Sunday, January 28, 2007

Controlling the crawlers

robots.txt is a standard file that any webmaster can put up in his/her web directory which would contain instructions for any web crawler to control which pages (or parts of pages) should/should not be indexed.

Google has started an interesting series of posts on how to use robots.txt and control the Googlebot itself.

This is a comprehensive list of all the web robots out there. Whats even more interesting to note is that the list contains almost 300 web crawlers which are crawling our sites everyday.

Wednesday, October 18, 2006

Googlife – The good life

I am a 24 year old Software Engineer working in the Silicon Valley. Lately, I have realized how my life has gradually started revolving around Google and how soon I have become a Google aficionado.

My day starts in the morning when I check my Gmail (even before trying to brush my teeth) to see all the emails that came in late night or from the other side of the world, overnight. I also get my daily agenda emailed to me by Google Calendar to remind me of the tasks for the day (not to mention the reminder SMSes I receive from Google off and on during the day for meetings or discussions at work).

Its now more of a habit to log onto my personalized Google News page to check whats happening around the world, everyday. (With ofcourse those puzzles I like to solve, delivered everyday on my desktop by Google feeds!)
As the day goes on, Google (well, the search engine itself) comes handy a lot of times whether it is something to do with my code or getting some general information about the technology that I am working on. Google Notebook is the all-time solution for writing down all those small things I need to remember (not to mention the anywhere-access which makes it as great as it is)

When I am back home, I am either busy reading technology blogs (through Google Reader) or sometimes busy finding my 10 year old friends on Google Orkut.

(No, I don’t use Google Wi-fi because I am in Sunnyvale and not Mountain View)
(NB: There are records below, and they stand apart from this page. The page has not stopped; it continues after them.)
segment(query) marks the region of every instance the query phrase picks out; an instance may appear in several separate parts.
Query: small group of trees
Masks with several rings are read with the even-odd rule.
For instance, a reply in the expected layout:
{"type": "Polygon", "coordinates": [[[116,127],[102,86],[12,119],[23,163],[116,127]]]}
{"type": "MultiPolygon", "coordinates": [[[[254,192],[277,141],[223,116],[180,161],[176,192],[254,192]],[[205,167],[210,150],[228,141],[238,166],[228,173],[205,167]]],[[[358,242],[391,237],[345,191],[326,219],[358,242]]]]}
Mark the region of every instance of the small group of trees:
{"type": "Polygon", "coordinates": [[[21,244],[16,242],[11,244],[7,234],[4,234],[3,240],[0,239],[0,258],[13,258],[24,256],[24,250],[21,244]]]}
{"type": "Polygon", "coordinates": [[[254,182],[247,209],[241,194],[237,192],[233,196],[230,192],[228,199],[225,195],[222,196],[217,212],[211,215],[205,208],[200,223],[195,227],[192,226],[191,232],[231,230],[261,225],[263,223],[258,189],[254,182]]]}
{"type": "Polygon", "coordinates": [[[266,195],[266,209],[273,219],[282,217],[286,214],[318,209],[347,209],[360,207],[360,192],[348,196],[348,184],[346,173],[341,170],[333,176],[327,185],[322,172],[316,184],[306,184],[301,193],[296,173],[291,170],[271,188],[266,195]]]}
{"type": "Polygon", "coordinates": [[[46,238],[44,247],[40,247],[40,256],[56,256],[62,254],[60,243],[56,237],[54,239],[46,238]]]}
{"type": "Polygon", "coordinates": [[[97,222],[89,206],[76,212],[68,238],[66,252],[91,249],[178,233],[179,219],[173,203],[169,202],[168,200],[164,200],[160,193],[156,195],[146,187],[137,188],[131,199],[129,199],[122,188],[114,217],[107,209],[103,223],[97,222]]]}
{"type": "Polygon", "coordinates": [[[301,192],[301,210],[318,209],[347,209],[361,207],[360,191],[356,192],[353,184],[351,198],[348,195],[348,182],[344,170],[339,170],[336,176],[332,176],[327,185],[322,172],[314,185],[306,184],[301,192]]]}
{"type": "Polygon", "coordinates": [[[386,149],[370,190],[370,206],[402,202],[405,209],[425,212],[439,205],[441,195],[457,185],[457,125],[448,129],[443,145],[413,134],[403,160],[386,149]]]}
When it’s evening time, my cousins and friends are usually online on Google Talk. We have a good time text/voice chatting for sometime while I am listening to online music (keeping myself updated about the latest from Google Music Trends) before it’s time for dinner and for me to find a new recipe on Google again (trying to make it look as close as possible to the pic on the website :-))

Apart from that, I have recently tried out the new Google Groups (Beta) to start a group for all my old school mates to interact with each other more often and presto! I am surprised by the response.

If I am not reading white papers on Information Integration (after picking them up from Google Scholar) you can definitely find me enjoying the interesting documentaries on Google Videos. Moreover, if there is any place I need to go to on weekends, Google Maps is incontestably the first choice for finding routes.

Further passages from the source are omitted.